PROJECT SUMMARY / ABSTRACT
NEUROBIOLOGICAL PHENOTYPING CORE
The University of Michigan (UM) MRC Neurobiological Phenotyping Core (NPC) is composed of an experienced
multidisciplinary team with expertise in the development and large-scale implementation of state-of-the-art
methods to investigate the neurobiological mechanisms of chronic pain. These include functional magnetic
resonance imaging (fMRI), quantitative sensory testing (QST), and measures of inflammation and autonomic
nervous system function. In support of the UM MRC, these methods will be used in parallel to identify key
neurobiological markers of chronic low back pain (cLBP) that can be used a priori to infer what treatments are
likely to work in different patient endotypes – the ultimate goal of precision medicine and the BACPAC initiative.
These analyses will help determine how multiple treatments uniquely affect pain mechanisms, a critical step for
the development of new efficacious analgesics. The NPC is well suited to perform mechanistic studies in cLBP,
as we have used our methods for nearly two decades in clinical and mechanistic studies to identify peripheral
and central neurobiological characteristics in various chronic pain conditions, including cLBP. Because of the
complexity of chronic pain, we believe that a comprehensive understanding of pain mechanisms in clinical
populations is essential for improving pain management. This core, working in tandem with the Clinical and
Behavioral Research Phenotyping and Informatics Cores, will primarily serve to facilitate Aim 3 of this proposed
application by providing the technical expertise necessary to acquire and analyze neurobiological measures.
The Specific Aims of the UM BACPAC MRC are: 1) Perform Interventional Response Phenotyping in cLBP
patients (n=500). We will perform a pragmatic trial using in a cohort of cLBP patients, who will be randomized to
receive a sequence of interventions known to be effective in cLBP including: mindfulness-based cognitive
therapy, physical therapy and exercise, duloxetine, gabapentin, or self-acupressure; 2) Demonstrate that
currently available, clinically-derived measures, can predict differential responsiveness to the above therapies.
We will leverage the study in Aim 1 to identify predictors for commonly used cLBP therapies including:
demographics, psychological assessment, clinical factors based on a structured physical examination,
questionnaires assessing pain mechanisms, and structural imaging of the back and pelvis; 3) Perform deep
phenotyping in a subset of the individuals in the Interventional Response Phenotyping Study described in Aim
1, to identify new experimental measures including: functional neuroimaging, QST, inflammation, and autonomic
tone that predict differential responsiveness to our therapies, as well as to infer mechanisms of action of
treatments (n=200).

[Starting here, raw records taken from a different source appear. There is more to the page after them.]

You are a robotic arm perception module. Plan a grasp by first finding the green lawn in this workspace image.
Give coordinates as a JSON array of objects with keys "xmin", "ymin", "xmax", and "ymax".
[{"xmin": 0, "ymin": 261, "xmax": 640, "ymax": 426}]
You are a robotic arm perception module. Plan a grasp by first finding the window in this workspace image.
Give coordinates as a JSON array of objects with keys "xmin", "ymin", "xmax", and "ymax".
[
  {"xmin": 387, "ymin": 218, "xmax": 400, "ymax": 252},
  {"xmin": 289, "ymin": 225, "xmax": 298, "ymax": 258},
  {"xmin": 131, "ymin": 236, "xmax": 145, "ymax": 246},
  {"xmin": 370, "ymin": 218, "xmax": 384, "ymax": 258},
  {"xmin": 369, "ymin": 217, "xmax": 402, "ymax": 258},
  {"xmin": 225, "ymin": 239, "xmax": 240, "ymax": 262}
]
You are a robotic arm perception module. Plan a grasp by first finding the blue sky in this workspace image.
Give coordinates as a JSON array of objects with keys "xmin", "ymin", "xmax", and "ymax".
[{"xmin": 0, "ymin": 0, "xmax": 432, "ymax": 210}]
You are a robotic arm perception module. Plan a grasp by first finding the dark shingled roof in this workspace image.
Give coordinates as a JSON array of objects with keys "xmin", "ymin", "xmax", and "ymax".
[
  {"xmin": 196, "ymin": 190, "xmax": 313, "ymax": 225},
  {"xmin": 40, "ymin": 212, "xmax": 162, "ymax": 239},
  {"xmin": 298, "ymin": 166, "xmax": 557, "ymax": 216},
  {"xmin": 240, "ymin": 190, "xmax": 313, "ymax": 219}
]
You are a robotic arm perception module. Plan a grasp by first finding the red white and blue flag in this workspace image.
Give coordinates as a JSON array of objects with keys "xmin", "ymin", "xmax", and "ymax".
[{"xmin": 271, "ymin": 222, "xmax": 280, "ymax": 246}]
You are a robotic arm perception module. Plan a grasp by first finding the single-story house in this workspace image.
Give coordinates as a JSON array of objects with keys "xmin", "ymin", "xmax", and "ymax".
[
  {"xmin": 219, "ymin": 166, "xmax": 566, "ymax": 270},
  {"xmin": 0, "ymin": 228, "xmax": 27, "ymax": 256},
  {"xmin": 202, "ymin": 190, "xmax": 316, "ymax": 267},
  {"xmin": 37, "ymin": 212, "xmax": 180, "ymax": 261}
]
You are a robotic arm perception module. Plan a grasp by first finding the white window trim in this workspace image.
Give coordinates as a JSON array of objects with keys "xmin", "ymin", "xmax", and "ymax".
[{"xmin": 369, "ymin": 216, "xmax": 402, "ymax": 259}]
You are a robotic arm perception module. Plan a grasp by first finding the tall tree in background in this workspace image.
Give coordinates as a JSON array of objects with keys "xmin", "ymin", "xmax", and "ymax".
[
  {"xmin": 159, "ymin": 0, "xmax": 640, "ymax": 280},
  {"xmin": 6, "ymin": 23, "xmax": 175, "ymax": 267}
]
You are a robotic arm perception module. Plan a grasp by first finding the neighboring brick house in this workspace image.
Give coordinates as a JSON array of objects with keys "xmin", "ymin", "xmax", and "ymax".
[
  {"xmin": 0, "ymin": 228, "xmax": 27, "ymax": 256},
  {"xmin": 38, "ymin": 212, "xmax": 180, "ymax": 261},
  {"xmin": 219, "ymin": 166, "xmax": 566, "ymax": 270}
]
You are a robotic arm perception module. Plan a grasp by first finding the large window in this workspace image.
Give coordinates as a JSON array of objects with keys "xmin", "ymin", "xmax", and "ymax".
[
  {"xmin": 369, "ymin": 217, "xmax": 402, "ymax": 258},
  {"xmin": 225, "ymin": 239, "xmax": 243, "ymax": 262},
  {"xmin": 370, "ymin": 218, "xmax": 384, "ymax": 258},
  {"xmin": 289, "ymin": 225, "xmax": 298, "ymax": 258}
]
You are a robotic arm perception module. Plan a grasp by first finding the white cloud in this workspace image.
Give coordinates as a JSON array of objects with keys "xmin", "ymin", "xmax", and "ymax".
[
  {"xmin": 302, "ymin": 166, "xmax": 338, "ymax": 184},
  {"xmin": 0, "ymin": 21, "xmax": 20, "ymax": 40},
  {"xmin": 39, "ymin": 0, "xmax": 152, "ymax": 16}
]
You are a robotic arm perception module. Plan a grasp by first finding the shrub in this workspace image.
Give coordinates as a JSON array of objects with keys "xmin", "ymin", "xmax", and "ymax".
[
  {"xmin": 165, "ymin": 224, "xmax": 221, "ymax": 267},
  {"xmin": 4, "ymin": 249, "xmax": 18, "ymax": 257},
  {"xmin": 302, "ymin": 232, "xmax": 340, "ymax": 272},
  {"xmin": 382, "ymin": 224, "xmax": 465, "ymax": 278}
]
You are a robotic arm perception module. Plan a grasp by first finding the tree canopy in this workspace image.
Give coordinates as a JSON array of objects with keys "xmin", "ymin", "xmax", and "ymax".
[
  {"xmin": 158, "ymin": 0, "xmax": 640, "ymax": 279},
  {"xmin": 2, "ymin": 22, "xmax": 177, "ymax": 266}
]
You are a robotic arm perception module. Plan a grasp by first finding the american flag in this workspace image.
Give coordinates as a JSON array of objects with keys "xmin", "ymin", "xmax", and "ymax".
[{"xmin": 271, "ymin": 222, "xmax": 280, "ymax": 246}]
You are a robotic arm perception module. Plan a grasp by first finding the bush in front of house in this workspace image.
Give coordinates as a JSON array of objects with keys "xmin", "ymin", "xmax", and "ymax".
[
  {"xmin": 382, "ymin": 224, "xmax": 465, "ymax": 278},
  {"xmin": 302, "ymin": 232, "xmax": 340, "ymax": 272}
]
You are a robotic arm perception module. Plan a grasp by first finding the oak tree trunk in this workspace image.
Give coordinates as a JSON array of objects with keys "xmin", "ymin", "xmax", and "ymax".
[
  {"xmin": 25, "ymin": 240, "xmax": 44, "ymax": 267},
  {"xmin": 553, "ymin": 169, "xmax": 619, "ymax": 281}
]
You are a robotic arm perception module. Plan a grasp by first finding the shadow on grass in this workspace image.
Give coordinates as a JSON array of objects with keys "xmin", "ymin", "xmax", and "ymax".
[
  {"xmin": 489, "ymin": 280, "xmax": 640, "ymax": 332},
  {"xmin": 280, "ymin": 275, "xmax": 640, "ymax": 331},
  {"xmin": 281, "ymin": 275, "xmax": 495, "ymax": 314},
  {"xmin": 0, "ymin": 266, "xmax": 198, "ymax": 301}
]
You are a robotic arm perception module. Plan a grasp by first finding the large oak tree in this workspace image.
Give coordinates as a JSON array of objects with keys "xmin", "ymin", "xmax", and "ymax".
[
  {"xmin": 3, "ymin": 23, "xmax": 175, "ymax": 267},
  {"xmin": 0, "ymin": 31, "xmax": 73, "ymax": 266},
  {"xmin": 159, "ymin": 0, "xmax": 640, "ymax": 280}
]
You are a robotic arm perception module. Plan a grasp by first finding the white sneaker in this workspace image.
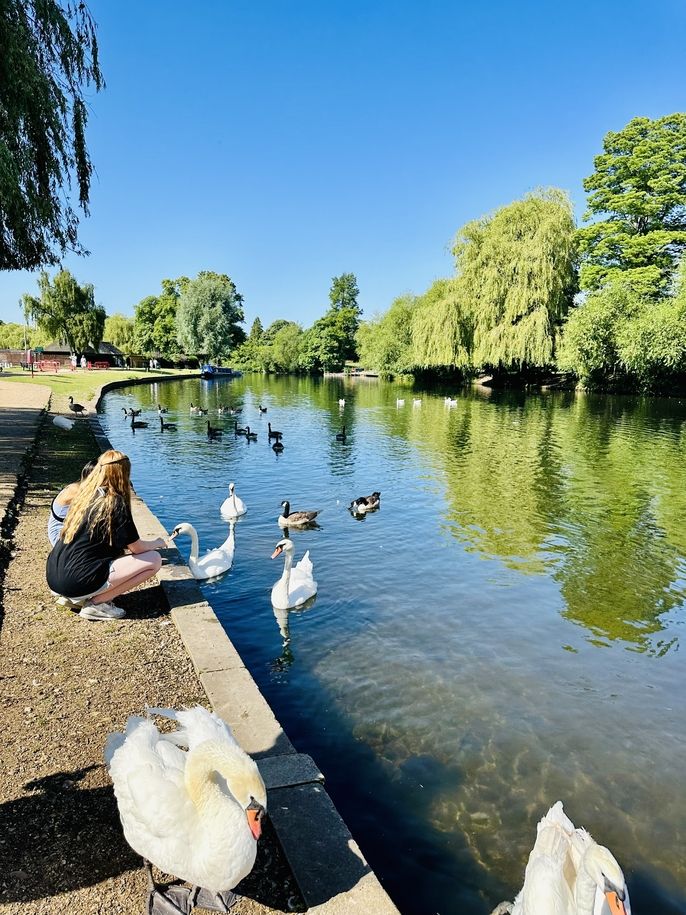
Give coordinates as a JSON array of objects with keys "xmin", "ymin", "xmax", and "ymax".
[{"xmin": 79, "ymin": 603, "xmax": 126, "ymax": 620}]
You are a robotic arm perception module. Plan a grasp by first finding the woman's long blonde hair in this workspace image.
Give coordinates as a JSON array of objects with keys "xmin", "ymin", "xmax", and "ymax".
[{"xmin": 60, "ymin": 449, "xmax": 131, "ymax": 544}]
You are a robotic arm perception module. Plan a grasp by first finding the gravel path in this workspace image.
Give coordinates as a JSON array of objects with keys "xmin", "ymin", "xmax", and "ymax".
[{"xmin": 0, "ymin": 419, "xmax": 301, "ymax": 915}]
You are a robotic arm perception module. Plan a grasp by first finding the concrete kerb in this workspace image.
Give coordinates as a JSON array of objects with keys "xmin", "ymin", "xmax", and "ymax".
[{"xmin": 89, "ymin": 416, "xmax": 398, "ymax": 915}]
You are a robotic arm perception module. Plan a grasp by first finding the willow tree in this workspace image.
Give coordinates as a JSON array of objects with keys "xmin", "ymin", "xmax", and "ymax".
[
  {"xmin": 410, "ymin": 279, "xmax": 473, "ymax": 368},
  {"xmin": 453, "ymin": 188, "xmax": 576, "ymax": 371},
  {"xmin": 0, "ymin": 0, "xmax": 104, "ymax": 270}
]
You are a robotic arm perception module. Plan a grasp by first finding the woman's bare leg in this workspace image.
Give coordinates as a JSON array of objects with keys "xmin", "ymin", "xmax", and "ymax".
[{"xmin": 91, "ymin": 550, "xmax": 162, "ymax": 604}]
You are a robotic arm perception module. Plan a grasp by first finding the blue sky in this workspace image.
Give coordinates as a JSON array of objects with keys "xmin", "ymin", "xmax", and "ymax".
[{"xmin": 0, "ymin": 0, "xmax": 686, "ymax": 326}]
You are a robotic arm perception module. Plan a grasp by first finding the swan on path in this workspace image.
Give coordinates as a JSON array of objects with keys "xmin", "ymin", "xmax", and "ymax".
[
  {"xmin": 492, "ymin": 801, "xmax": 631, "ymax": 915},
  {"xmin": 170, "ymin": 521, "xmax": 236, "ymax": 578},
  {"xmin": 272, "ymin": 537, "xmax": 317, "ymax": 610},
  {"xmin": 277, "ymin": 500, "xmax": 319, "ymax": 527},
  {"xmin": 105, "ymin": 706, "xmax": 267, "ymax": 915},
  {"xmin": 219, "ymin": 483, "xmax": 248, "ymax": 519}
]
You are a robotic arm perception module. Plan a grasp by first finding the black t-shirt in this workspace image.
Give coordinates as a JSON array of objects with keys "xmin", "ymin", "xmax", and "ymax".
[{"xmin": 46, "ymin": 497, "xmax": 139, "ymax": 597}]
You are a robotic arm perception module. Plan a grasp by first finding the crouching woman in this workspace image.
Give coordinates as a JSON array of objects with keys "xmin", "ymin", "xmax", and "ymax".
[{"xmin": 46, "ymin": 450, "xmax": 167, "ymax": 620}]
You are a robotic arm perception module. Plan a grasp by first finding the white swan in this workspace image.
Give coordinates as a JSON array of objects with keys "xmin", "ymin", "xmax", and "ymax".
[
  {"xmin": 493, "ymin": 801, "xmax": 631, "ymax": 915},
  {"xmin": 219, "ymin": 483, "xmax": 248, "ymax": 518},
  {"xmin": 105, "ymin": 706, "xmax": 267, "ymax": 912},
  {"xmin": 170, "ymin": 521, "xmax": 236, "ymax": 578},
  {"xmin": 272, "ymin": 537, "xmax": 317, "ymax": 610}
]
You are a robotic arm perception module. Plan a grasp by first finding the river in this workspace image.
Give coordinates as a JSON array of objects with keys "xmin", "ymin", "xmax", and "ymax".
[{"xmin": 101, "ymin": 375, "xmax": 686, "ymax": 915}]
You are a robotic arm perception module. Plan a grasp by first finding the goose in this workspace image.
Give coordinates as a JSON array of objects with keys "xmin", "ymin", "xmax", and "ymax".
[
  {"xmin": 492, "ymin": 801, "xmax": 631, "ymax": 915},
  {"xmin": 349, "ymin": 492, "xmax": 381, "ymax": 515},
  {"xmin": 219, "ymin": 483, "xmax": 248, "ymax": 518},
  {"xmin": 105, "ymin": 706, "xmax": 267, "ymax": 915},
  {"xmin": 171, "ymin": 521, "xmax": 236, "ymax": 578},
  {"xmin": 69, "ymin": 394, "xmax": 86, "ymax": 416},
  {"xmin": 272, "ymin": 537, "xmax": 317, "ymax": 610},
  {"xmin": 277, "ymin": 501, "xmax": 319, "ymax": 527}
]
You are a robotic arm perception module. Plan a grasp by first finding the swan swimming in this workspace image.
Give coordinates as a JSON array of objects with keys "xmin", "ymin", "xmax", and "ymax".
[
  {"xmin": 170, "ymin": 521, "xmax": 236, "ymax": 578},
  {"xmin": 219, "ymin": 483, "xmax": 248, "ymax": 519},
  {"xmin": 492, "ymin": 801, "xmax": 631, "ymax": 915},
  {"xmin": 272, "ymin": 537, "xmax": 317, "ymax": 610},
  {"xmin": 105, "ymin": 706, "xmax": 267, "ymax": 915}
]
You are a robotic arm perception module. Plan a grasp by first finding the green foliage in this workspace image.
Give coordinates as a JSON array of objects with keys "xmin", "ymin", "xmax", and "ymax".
[
  {"xmin": 23, "ymin": 270, "xmax": 106, "ymax": 352},
  {"xmin": 176, "ymin": 270, "xmax": 245, "ymax": 360},
  {"xmin": 409, "ymin": 279, "xmax": 474, "ymax": 368},
  {"xmin": 103, "ymin": 314, "xmax": 134, "ymax": 353},
  {"xmin": 453, "ymin": 188, "xmax": 576, "ymax": 370},
  {"xmin": 357, "ymin": 295, "xmax": 417, "ymax": 375},
  {"xmin": 0, "ymin": 0, "xmax": 104, "ymax": 270},
  {"xmin": 577, "ymin": 113, "xmax": 686, "ymax": 297}
]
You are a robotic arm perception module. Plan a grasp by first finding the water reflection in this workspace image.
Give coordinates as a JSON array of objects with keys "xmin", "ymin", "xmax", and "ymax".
[{"xmin": 98, "ymin": 376, "xmax": 686, "ymax": 915}]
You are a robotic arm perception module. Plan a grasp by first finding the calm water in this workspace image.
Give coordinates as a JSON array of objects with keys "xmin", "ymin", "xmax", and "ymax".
[{"xmin": 103, "ymin": 376, "xmax": 686, "ymax": 915}]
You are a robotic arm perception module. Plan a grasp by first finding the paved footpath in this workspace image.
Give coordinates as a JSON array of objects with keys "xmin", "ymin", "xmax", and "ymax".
[{"xmin": 0, "ymin": 381, "xmax": 51, "ymax": 524}]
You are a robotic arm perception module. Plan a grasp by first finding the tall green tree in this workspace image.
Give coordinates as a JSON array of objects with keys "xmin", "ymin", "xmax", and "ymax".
[
  {"xmin": 453, "ymin": 188, "xmax": 576, "ymax": 371},
  {"xmin": 176, "ymin": 270, "xmax": 245, "ymax": 359},
  {"xmin": 0, "ymin": 0, "xmax": 104, "ymax": 270},
  {"xmin": 577, "ymin": 113, "xmax": 686, "ymax": 297},
  {"xmin": 22, "ymin": 270, "xmax": 106, "ymax": 352},
  {"xmin": 103, "ymin": 313, "xmax": 134, "ymax": 353}
]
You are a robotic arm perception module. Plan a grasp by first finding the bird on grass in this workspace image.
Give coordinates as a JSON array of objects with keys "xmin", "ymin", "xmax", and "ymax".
[
  {"xmin": 105, "ymin": 706, "xmax": 267, "ymax": 915},
  {"xmin": 69, "ymin": 394, "xmax": 86, "ymax": 416}
]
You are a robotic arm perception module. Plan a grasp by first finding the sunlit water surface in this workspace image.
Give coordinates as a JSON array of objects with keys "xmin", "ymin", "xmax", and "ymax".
[{"xmin": 102, "ymin": 376, "xmax": 686, "ymax": 915}]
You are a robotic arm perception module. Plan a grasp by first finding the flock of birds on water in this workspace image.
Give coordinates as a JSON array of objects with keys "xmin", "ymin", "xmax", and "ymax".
[{"xmin": 60, "ymin": 398, "xmax": 631, "ymax": 915}]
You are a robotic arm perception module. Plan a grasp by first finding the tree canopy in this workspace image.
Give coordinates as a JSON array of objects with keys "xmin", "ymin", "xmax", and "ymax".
[
  {"xmin": 176, "ymin": 270, "xmax": 245, "ymax": 359},
  {"xmin": 0, "ymin": 0, "xmax": 104, "ymax": 270},
  {"xmin": 453, "ymin": 188, "xmax": 576, "ymax": 370},
  {"xmin": 22, "ymin": 270, "xmax": 106, "ymax": 352},
  {"xmin": 577, "ymin": 113, "xmax": 686, "ymax": 296}
]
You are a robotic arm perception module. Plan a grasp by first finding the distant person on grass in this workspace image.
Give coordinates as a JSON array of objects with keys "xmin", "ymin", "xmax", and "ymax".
[
  {"xmin": 48, "ymin": 458, "xmax": 98, "ymax": 546},
  {"xmin": 46, "ymin": 450, "xmax": 167, "ymax": 620}
]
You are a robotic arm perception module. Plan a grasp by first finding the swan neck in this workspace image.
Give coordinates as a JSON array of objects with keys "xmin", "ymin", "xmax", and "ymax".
[{"xmin": 190, "ymin": 527, "xmax": 200, "ymax": 562}]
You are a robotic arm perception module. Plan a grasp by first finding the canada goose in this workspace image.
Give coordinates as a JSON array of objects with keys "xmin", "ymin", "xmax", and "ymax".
[
  {"xmin": 277, "ymin": 500, "xmax": 319, "ymax": 527},
  {"xmin": 105, "ymin": 706, "xmax": 267, "ymax": 913},
  {"xmin": 492, "ymin": 801, "xmax": 631, "ymax": 915},
  {"xmin": 69, "ymin": 394, "xmax": 86, "ymax": 416},
  {"xmin": 349, "ymin": 492, "xmax": 381, "ymax": 515}
]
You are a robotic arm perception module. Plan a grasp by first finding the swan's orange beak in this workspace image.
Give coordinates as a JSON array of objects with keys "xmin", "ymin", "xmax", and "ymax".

The NPC will focus on a subset of 200 individuals from the larger cohort in Aims 1 and 2,
and perform expanded pheno...

## Key facts

- **NIH application ID:** 10765812
- **Project number:** 4U19AR076734-02
- **Recipient organization:** UNIVERSITY OF MICHIGAN AT ANN ARBOR
- **Principal Investigator:** RICHARD E HARRIS
- **Activity code:** U19 (R01, R21, SBIR, etc.)
- **Funding institute:** NIH
- **Fiscal year:** 2020
- **Award amount:** $529,738
- **Award type:** 4N
- **Project period:** 2019-09-26 → 2025-08-31

## Primary source

NIH RePORTER: https://reporter.nih.gov/project-details/10765812

## Citation

> US National Institutes of Health, RePORTER application 10765812, Neurobiological Phenotyping Core (4U19AR076734-02). Retrieved via AI Analytics 2026-05-24 from https://api.ai-analytics.org/grant/nih/10765812. Licensed CC0.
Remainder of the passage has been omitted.